The signs say that you can use the refill cups "all season".   Not trying to slam you (I know refill cups are a touchy subject for Disney), just asking.....you're bringing 8 year old cups so that sounds like a very long season, lol...are they the same design or something, or the CMs just don't care?


----------



## endy

The cups are still the same design. I've never seen a 'for the season' sign so this must be something this year. If it's changed we'll still be happy to buy a new cup, as I still think it's a great deal.
We've been every Aug for 12 years and a couple times in July. No one has ever questioned or even looked at the cups and we have bought a few new ones over this time span.
Read more about refillable cups on the SeaWorld board.
My thoughts are if I get 99 cent refills all day I'll have a lot more money to spend in the park. When we go to DL and have to spend more than 3$ for a 10 cent  pop then there's less money I have to spend on anything else.


----------



## dreamin_disney

theparsons said:


> Ok, I know I had questions about the Sea World All Day Dining, so here's what I found out during our April 2013 trip.  I have no idea how often Sea World changes it's menus or prices, but this should help a little on deciding if the dining deal with work for you.
> 
> It is $32.99 for adults and $16.99 for children (age 3-9).
> 
> 
> 
> 
> All Day Dining allows you to have one entrée; one non-alcoholic drink (regular size) and EITHER one side or one dessert.  However, you can get more food just by going back through the line again.  On our days the lines were 5-10 minutes max, so it wasn't a big deal....we got our entrée/drink/side and went back later for a dessert.  A few times we just walked up and got a dessert, lol.   VERY unusual for us, but so much fun.   Desserts are $3.69 at EVERY participating restaurant (there are other desserts not included in the dining plan, they typically were the really large items and the special desserts that included a souvenir or a reusable plate).     I give prices here for those that want to price out what they might eat to see if the dining deal might work for them.
> 
> 
> 
> 
> When you purchase your wristband be sure to ask them for the hours of the participating restaurants for that day.  It is also printed on the back of the park map.  This matters because both days we were there all but one of the participating restaurants closed more than an hour before the park closed (for us that meant 2 restaurants closing at 3:45 or 4:00pm. )   Since we knew about this from another trip, we knew to pick the latest open restaurant for our last meal of the day.



I have a couple of questions.

1. Dh is a big eater.
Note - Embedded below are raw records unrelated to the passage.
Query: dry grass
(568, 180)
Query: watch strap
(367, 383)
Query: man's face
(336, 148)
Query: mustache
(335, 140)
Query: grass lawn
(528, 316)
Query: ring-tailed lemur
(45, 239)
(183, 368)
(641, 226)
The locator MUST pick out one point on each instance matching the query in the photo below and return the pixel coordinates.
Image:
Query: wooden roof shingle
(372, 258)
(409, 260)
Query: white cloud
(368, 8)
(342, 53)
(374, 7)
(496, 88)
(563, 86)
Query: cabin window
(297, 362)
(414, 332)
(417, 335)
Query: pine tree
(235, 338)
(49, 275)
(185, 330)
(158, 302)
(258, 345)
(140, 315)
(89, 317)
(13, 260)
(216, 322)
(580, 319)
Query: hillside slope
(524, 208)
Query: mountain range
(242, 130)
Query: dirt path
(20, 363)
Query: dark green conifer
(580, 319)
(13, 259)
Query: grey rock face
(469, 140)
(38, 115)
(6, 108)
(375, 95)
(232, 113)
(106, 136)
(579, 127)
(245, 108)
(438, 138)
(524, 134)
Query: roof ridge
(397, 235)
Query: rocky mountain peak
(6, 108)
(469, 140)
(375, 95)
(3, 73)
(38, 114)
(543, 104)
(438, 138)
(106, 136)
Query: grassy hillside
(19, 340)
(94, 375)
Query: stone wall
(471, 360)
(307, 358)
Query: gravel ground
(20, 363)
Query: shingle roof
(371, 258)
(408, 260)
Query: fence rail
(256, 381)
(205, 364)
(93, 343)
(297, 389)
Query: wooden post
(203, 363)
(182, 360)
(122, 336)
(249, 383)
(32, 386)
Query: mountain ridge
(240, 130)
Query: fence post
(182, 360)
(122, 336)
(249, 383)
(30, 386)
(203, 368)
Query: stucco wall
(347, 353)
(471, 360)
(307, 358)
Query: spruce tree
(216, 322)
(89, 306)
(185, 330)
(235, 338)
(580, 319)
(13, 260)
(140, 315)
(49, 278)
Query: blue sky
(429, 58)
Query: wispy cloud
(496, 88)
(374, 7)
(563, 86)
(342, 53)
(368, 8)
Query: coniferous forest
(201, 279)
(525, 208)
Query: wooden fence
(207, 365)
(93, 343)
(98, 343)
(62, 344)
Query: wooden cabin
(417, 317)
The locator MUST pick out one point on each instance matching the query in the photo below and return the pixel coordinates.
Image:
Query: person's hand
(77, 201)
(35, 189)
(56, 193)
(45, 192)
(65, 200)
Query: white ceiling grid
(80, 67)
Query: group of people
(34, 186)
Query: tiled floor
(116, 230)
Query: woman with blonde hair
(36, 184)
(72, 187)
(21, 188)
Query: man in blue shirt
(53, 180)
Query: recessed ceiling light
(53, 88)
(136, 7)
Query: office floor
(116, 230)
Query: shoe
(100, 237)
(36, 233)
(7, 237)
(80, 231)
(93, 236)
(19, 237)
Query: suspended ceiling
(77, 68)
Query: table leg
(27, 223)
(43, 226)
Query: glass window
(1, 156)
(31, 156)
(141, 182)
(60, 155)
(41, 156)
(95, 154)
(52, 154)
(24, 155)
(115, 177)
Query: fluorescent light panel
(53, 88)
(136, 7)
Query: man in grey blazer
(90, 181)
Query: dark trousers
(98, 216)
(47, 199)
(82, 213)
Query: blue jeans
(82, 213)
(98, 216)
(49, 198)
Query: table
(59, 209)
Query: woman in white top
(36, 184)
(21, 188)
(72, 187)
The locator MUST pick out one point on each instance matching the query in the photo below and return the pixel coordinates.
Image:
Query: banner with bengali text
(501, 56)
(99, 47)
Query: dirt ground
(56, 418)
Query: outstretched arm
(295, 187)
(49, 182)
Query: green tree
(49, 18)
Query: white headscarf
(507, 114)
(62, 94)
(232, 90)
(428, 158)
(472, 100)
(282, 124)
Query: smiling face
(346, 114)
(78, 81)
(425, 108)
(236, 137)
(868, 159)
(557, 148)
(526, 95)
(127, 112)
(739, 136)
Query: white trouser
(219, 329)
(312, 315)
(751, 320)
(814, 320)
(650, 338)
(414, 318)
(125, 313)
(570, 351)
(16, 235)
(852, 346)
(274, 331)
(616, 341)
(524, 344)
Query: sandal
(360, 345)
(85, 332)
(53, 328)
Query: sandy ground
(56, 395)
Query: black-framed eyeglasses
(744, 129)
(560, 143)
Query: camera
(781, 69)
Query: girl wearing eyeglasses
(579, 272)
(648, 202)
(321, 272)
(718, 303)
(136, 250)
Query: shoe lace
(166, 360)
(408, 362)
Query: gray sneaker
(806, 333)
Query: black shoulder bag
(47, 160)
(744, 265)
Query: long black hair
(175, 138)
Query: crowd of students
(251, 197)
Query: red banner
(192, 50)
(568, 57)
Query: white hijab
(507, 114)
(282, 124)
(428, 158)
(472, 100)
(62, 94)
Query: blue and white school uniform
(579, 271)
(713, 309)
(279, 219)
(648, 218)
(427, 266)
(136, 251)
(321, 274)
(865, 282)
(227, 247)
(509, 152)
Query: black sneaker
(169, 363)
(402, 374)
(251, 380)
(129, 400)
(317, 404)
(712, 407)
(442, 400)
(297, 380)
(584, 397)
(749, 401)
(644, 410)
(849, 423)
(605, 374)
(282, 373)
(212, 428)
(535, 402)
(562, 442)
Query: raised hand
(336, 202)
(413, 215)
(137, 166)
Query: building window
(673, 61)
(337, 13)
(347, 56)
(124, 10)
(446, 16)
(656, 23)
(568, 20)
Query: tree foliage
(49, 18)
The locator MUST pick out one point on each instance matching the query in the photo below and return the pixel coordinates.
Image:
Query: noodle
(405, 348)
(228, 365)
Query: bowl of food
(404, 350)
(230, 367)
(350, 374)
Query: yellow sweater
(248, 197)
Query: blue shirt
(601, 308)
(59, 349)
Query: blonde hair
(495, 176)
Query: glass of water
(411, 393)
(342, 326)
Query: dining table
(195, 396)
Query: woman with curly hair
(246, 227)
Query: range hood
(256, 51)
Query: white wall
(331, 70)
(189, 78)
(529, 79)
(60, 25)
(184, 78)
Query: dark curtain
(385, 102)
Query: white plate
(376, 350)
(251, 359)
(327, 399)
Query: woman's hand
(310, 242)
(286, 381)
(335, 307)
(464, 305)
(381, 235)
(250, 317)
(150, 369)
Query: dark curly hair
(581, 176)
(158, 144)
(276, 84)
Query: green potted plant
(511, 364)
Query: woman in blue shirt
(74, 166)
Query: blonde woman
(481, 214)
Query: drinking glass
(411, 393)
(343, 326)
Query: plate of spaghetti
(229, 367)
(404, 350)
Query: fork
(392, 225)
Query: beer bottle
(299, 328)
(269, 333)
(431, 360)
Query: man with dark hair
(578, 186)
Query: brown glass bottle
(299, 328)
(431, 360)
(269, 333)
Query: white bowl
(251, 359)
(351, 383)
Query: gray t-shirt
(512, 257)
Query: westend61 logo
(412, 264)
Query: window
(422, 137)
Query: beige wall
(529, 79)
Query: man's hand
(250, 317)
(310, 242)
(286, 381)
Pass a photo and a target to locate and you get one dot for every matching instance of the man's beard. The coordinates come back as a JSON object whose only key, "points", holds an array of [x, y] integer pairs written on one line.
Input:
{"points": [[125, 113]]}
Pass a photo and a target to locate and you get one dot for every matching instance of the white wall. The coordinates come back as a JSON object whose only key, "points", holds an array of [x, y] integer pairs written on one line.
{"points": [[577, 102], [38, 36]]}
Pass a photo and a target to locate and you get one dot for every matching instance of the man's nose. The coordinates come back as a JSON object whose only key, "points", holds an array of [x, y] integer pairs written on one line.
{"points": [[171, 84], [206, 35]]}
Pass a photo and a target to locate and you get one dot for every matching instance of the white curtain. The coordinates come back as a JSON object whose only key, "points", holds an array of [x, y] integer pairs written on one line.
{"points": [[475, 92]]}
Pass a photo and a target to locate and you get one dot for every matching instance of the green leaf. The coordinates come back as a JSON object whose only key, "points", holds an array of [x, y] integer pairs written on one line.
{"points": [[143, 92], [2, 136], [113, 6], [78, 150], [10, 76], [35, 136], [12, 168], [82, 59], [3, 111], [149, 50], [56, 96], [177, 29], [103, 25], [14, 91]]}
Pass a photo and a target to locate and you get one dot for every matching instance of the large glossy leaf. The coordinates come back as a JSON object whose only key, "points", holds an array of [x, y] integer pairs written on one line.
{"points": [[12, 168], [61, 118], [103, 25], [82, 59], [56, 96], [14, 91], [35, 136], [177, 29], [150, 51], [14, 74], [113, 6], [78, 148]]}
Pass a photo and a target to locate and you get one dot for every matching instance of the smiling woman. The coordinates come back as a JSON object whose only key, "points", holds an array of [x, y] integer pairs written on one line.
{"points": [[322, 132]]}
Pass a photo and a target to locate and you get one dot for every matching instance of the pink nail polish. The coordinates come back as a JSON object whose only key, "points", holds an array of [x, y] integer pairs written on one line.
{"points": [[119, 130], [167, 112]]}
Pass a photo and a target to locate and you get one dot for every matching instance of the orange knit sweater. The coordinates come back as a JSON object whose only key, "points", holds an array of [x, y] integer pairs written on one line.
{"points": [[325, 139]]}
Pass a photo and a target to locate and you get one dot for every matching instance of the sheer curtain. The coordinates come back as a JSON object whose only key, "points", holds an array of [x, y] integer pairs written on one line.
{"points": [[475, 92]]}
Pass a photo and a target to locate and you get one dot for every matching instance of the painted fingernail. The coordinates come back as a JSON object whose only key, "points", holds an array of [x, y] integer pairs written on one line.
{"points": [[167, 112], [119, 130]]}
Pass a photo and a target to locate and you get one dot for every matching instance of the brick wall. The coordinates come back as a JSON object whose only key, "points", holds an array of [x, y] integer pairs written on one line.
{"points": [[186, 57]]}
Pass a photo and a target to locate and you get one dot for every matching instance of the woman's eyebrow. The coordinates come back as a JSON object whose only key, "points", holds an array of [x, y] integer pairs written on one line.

Theres a few meal I wouldnt mind trying. DD14 is a picky eater so paying $32 wouldnt be worth it.
-Do all three of us have to get the meal plan or can just two of us get it?

2. You mentioned entree and one side or dessert but you can go back through the line for more food. 
-if I got the entree and side can I go back through the line just for dessert or do I have to get another entree?

3. is it $3 more for ribs at all places or just the one you mentioned?


If anyone has more food pictures please post


----------



## endy

You can go back thru the line for anything, a dessert, another drink, a salad, etc. You can only get the entrée, side and drink at one time.
We've often just stopped for a dish of jello or strawberries and a drink.
The ribs are extra at all places.
You don't all need wristbands but sharing is not allowed

Because we've been to SW so many times my ds16 picks a day for the meal plan and he'll eat about 5 times. You would think I never feed him but most days we go we either don't eat or just eat once.


----------



## HollywoodTowerHotel

endy said:


> You can go back thru the line for anything, a dessert, another drink, a salad, etc. You can only get the entrée, side and drink at one time.
> We've often just stopped for a dish of jello or strawberries and a drink.
> The ribs are extra at all places.
> You don't all need wristbands but sharing is not allowed
> 
> Because we've been to SW so many times my ds16 picks a day for the meal plan and he'll eat about 5 times. You would think I never feed him but most days we go we either don't eat or just eat once.



If sharing is not allowed.....then why don't you all need wristbands?  How strictly is the "no sharing" enforced?


----------



## driggs12

HollywoodTowerHotel said:


> If sharing is not allowed.....then why don't you all need wristbands?  How strictly is the "no sharing" enforced?



I also was wondering how strict is the "no sharing" enforced?


----------



## misslissa

Just a note that there is a promo code for free dining at SeaWorld right now.  It is 'PlayandDine' when you buy tix off the website.


----------